6: Don’t Have a Credit Card, or Use it Very Sparingly
This can get complicated, because if you don’t have any credit history, it’s hard to do things like get car loans. However, there are ways to establish credit history without using credit cards, like a gym membership.
If you have a checking account with a bank, you can often get a secured credit card. A secured credit card requires you to keep a certain amount deposited, and that amount is your credit limit. This is a good option if you want to build some credit history.
If you have a close family member who has a good credit history, you can be added to one of their cards as an authorized user. You get to benefit from their good habits that way.

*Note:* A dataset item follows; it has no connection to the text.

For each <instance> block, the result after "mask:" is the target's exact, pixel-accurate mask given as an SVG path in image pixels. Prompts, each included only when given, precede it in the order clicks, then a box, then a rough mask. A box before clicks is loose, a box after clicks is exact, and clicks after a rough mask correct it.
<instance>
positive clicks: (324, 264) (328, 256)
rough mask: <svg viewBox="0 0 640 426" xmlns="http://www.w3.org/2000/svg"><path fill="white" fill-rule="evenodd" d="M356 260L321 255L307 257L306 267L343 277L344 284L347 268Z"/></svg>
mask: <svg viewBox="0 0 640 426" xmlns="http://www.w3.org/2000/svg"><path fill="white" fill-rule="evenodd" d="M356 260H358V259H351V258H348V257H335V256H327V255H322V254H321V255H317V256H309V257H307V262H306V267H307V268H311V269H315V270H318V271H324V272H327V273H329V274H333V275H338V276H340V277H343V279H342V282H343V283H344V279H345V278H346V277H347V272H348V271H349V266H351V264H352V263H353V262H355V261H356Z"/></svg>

7: OR Pay Off Your Credit Card Right Away
If you do have a credit card, using a lot of restraint will help you stay out of debt. Only use your card when you know you can pay it off as soon as the bill comes. Otherwise, you’ll be paying interest and getting deeper in debt with every month you have a balance.
One method for doing this is to open a store credit card at a store you frequent. If you make an affordable purchase at that store, you can often pay your bill at the register right after. This way you’ve taken on some debt for your credit history, but showed you can pay it off right away and avoided the high interest rates many store credit cards have.

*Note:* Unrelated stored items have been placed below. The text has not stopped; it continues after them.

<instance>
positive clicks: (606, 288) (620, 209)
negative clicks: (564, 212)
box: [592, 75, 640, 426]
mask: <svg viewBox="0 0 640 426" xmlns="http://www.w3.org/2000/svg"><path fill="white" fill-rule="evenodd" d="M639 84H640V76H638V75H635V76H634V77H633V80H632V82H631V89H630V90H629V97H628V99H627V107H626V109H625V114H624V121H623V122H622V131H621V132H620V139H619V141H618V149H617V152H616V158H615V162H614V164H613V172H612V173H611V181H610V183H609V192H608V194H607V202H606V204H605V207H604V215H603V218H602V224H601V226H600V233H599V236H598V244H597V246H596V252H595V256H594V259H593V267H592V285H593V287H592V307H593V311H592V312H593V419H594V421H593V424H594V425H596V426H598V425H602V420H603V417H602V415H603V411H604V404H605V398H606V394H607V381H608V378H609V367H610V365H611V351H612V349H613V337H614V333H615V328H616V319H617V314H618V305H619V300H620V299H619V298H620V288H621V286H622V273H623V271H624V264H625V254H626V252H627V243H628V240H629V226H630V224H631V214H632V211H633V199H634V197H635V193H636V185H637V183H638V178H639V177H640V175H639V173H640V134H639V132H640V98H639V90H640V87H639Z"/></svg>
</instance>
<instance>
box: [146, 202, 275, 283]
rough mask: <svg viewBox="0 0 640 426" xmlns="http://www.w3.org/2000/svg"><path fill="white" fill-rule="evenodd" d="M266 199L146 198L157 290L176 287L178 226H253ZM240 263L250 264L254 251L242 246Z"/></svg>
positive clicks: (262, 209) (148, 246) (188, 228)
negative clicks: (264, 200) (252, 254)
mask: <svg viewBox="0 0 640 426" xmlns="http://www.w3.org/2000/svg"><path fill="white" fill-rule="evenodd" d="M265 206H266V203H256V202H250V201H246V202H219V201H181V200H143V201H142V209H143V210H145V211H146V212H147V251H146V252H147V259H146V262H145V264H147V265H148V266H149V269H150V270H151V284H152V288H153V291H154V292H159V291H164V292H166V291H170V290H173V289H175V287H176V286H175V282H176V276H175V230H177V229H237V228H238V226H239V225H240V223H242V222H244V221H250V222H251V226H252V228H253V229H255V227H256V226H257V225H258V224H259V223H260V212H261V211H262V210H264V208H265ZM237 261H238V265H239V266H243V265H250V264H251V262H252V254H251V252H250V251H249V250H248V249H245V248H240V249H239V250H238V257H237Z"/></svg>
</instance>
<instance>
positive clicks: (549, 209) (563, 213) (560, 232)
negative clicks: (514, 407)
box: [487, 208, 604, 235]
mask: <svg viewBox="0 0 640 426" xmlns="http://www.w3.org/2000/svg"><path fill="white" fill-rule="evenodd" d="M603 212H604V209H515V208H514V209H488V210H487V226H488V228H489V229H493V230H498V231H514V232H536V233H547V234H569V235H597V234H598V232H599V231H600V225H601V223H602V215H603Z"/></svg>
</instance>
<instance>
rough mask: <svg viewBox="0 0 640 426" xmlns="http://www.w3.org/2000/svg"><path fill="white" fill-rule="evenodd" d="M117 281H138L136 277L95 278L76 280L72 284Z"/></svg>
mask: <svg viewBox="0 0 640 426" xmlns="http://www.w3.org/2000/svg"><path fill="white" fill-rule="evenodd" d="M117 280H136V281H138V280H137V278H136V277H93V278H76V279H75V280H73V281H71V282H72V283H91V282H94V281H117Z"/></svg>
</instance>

8: Debt Repayment Strategy
If, like most Americans, you have some debt to pay off, there are some strategies that can help you reach the finish line.
In the snowball method, you pay off your debt starting with the smallest debts first. Make a list of your debts from smallest to largest. You make the minimum payment on all of your debts, except the smallest one. Pay as much as you can on the smallest debt.

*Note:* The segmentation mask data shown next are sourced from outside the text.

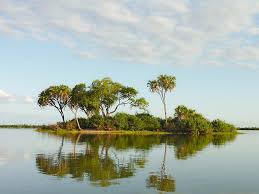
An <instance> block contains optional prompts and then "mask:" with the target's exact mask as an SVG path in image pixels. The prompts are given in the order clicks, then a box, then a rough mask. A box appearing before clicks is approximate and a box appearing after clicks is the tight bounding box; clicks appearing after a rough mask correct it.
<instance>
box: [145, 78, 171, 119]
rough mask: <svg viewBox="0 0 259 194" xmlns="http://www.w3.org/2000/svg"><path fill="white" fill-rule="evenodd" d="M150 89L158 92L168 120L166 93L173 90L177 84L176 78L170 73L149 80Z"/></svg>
mask: <svg viewBox="0 0 259 194" xmlns="http://www.w3.org/2000/svg"><path fill="white" fill-rule="evenodd" d="M147 86H148V87H149V89H150V91H151V92H153V93H157V94H158V95H159V96H160V98H161V101H162V103H163V106H164V114H165V121H166V122H167V108H166V93H167V92H171V91H172V90H173V89H174V88H175V86H176V78H175V77H174V76H170V75H160V76H158V77H157V79H155V80H150V81H148V84H147Z"/></svg>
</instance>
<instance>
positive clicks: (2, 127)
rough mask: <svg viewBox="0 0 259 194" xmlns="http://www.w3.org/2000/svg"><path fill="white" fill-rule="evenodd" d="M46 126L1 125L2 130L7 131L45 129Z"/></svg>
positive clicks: (35, 125) (39, 125)
mask: <svg viewBox="0 0 259 194" xmlns="http://www.w3.org/2000/svg"><path fill="white" fill-rule="evenodd" d="M44 127H46V125H29V124H18V125H0V128H6V129H19V128H20V129H29V128H44Z"/></svg>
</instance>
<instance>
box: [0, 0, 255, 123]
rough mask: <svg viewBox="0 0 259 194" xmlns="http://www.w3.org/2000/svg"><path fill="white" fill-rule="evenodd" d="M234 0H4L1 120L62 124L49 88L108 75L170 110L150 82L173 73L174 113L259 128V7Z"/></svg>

Once you have paid off your smallest debt, mark it off your list and move on up the line. Getting your smaller debts paid off will be motivating and help you get momentum to keep paying off your debt.
9: Practice the One-Week Rule
The one-week rule is simple. Before you make a purchase, challenge yourself to wait a week and think about whether you really need it. Removing the impulsivity from your purchasing decisions can help you make better choices. You may often find you didn’t really need what you wanted.
You may also find that you still need and want it, but you were able to plan the purchase into your budget. This will help you make thoughtful spending choices and avoid placing more debt on credit cards.
10: Settle for Less Than You Owe
If you know your creditors and how to contact them, it is often possible to negotiate a settlement of your debts. That means your creditor will allow you to pay a lump sum, which is often a lot less than you owe overall, and that debt will be resolved.
If you feel you can do this on your own, that’s the best option. If you feel like you need help negotiating, there are many businesses that will try to negotiate settlements on your behalf for a fee.
While they’re negotiating, they may require you to make regular deposits into an account that will go toward the settlement amount. The negotiating business may not be able to reach a debt settlement for all of your debts, so this is something to consider before working with a third party.
Another factor to consider when working with a debt settlement company is that when they secure a smaller settlement payment, the difference is considered income by the government, meaning you have to pay taxes on it.
Whether you work with a company or try to settle your debts yourself, with some careful planning and negotiation, you could soon be on your way to living a debt-free life.